Reports and dashboards have been removed from the plug-in and placed in the Cisco Security Suite. Please download the Cisco Security Suite for the search head components.
- Added an additional field passed to get_ips_feed.py that causes the script to wait a specified ammount of time (in seconds) in between polls of the IPS. If the value is not passed, it will default to 15 seconds (for backwards compatibility). If a value of 0 is specified, it will poll continuously (like previous versions).
- Changed date/time stamp in the alert to be a human-readable format. Alert time from the IPS is sent as “time in nanoseconds from 1970-01-01T00:00:00Z”. So, the time showed as a large integer such as 1339900639985884000. Changed to to display as YYYY-MM- DD HH:MM:SS instead.
- Made MARS Category field optional. If IPS provides it, it will be included, if not, it won't. Resolves bug where Splunk for Cisco IPS app crashes on IPS version 7.x.
- Removed redundant protocol entry in output
- Added context field that will be present if IPS device provides it. This is common if running the IPS in a multi-context ASA.
- Changed packet data to remove new-line characters so it will all fit on one line instead of being spread out over many lines. And included the packet data into one big event instead of a separate one.
- Removed isDropped field. Not necessary any more, see next item.
- Added the following values that will be present if the following actions were taken.
- Added actions field that will contain a comma separated list of all actions taken from list above
- Added summary_count and initial_alert for summary alerts.
- Added log rotation feature.
- Removed Cisco MARS category.
Resolved the following issues:
- Cisco IPS get_ips_feed.py script fails on Windows when package extracted using Winzip (SOLN-949)
- Cisco IPS setup fails to configure scripted inputs with appropriate OS path separators (SOLN-925)
This maintenance release includes a fix for:
Bug SOLN-829 Cisco IPS scripts refer to incorrect folder name "cisco_ips"
- Updated to provide compatibility with Splunk 4.2
- Updated to include a new setup workflow to assist with initial configuration
Security Device Event Exchange (SDEE) is a standard proposed by ICSA that specifies the format of messages and protocol used to communicate events generated by security devices. This protocol is used in the Cisco IPS Sensor 5.0 software to replace Remote Data Exchange Protocol (RDEP), which is used by earlier versions of the Cisco IDS Sensor software.

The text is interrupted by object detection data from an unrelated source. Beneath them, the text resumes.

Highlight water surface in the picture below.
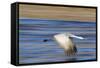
[19,19,96,64]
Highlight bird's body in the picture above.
[54,33,82,55]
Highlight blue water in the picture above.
[19,19,96,64]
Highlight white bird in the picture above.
[54,33,84,56]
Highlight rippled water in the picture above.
[19,19,96,64]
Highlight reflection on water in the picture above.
[19,19,96,64]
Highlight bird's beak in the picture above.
[71,34,84,39]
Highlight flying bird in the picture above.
[54,33,84,56]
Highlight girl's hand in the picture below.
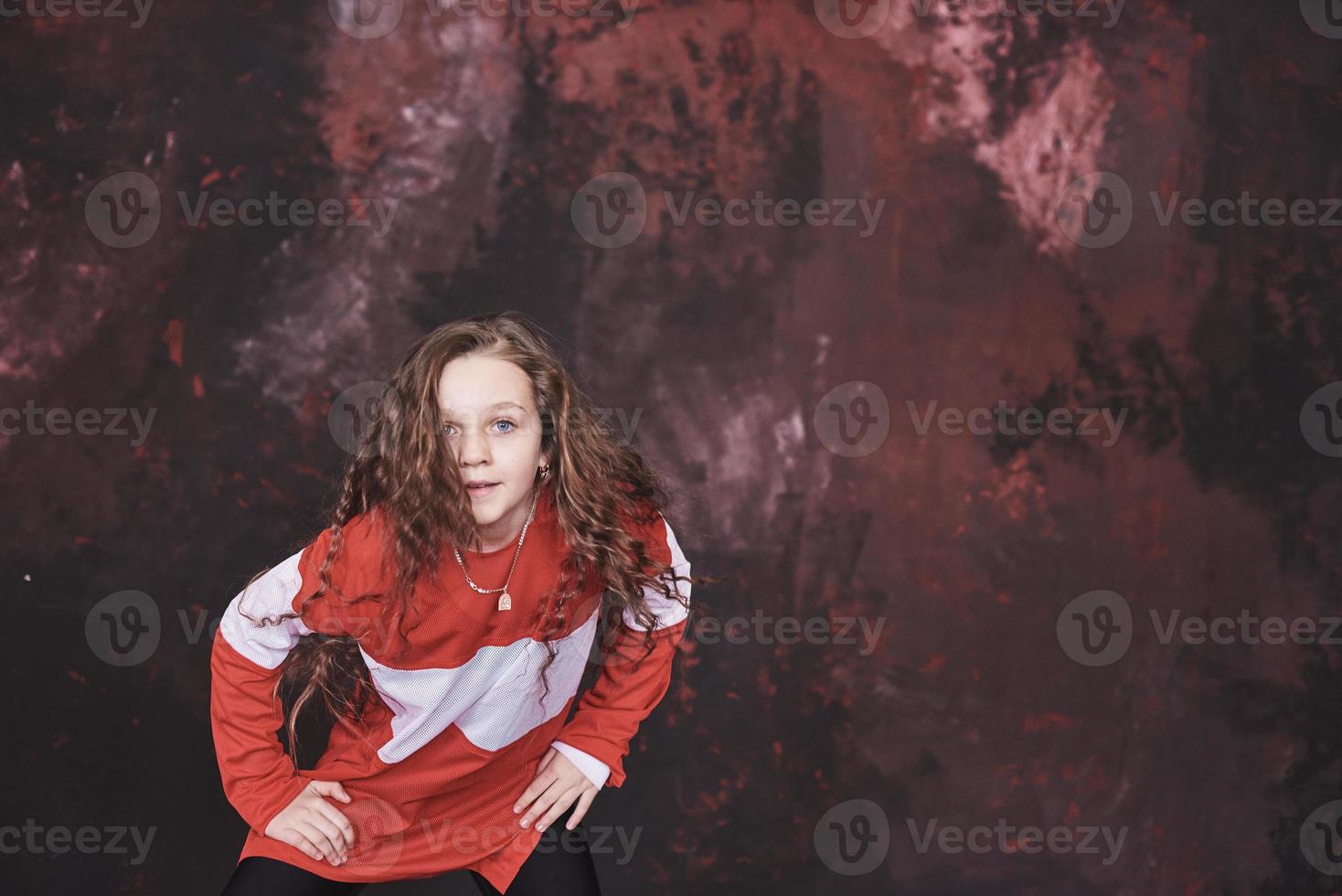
[513,747,599,832]
[266,781,355,865]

The IPS data format is XML. Splunk for SDEE translates and maps the data into key value pairs.
This add-on can be used standalone, or it can be installed with the Cisco Security Suite umbrella app and other Cisco Security Suite apps and add-ons to provide a single pane of glass interface and get out of box reports on Cisco firewall devices and other Cisco technology data.
Important note: This add-on, under its new name, Splunk for Cisco IPS, replaces the older and very popular Cisco IPS SDEE Data Collector and contains all of the functionality of its predecessor plus the enhancements listed in the release notes below.
Additional information and download for Cisco Security Suite can be found on Splunkbase. The other Cisco Security Suite apps and add-ons include:
- Cisco Security Suite
- Splunk for Cisco Client Security Agent (CSA)
- Splunk for Cisco IronPort Email Security Appliance (ESA)
- Splunk for Cisco IronPort Web Security Appliance (WSA)
- Splunk for Cisco Firewalls (PIX, FWSM, ASA)
- Splunk for Cisco IPS
- Splunk for Cisco MARS
Installation and configuration instructions for this add-on can be found in the README file within the downloaded package.
Support for this content
This app is authored by Splunk but is not officially supported by Splunk Support. If you have a current Splunk Enterprise Support entitlement, Splunk will provide best-effort support for cases involving this app directly, but such cases will not be subject to the Splunk Enterprise Support SLA.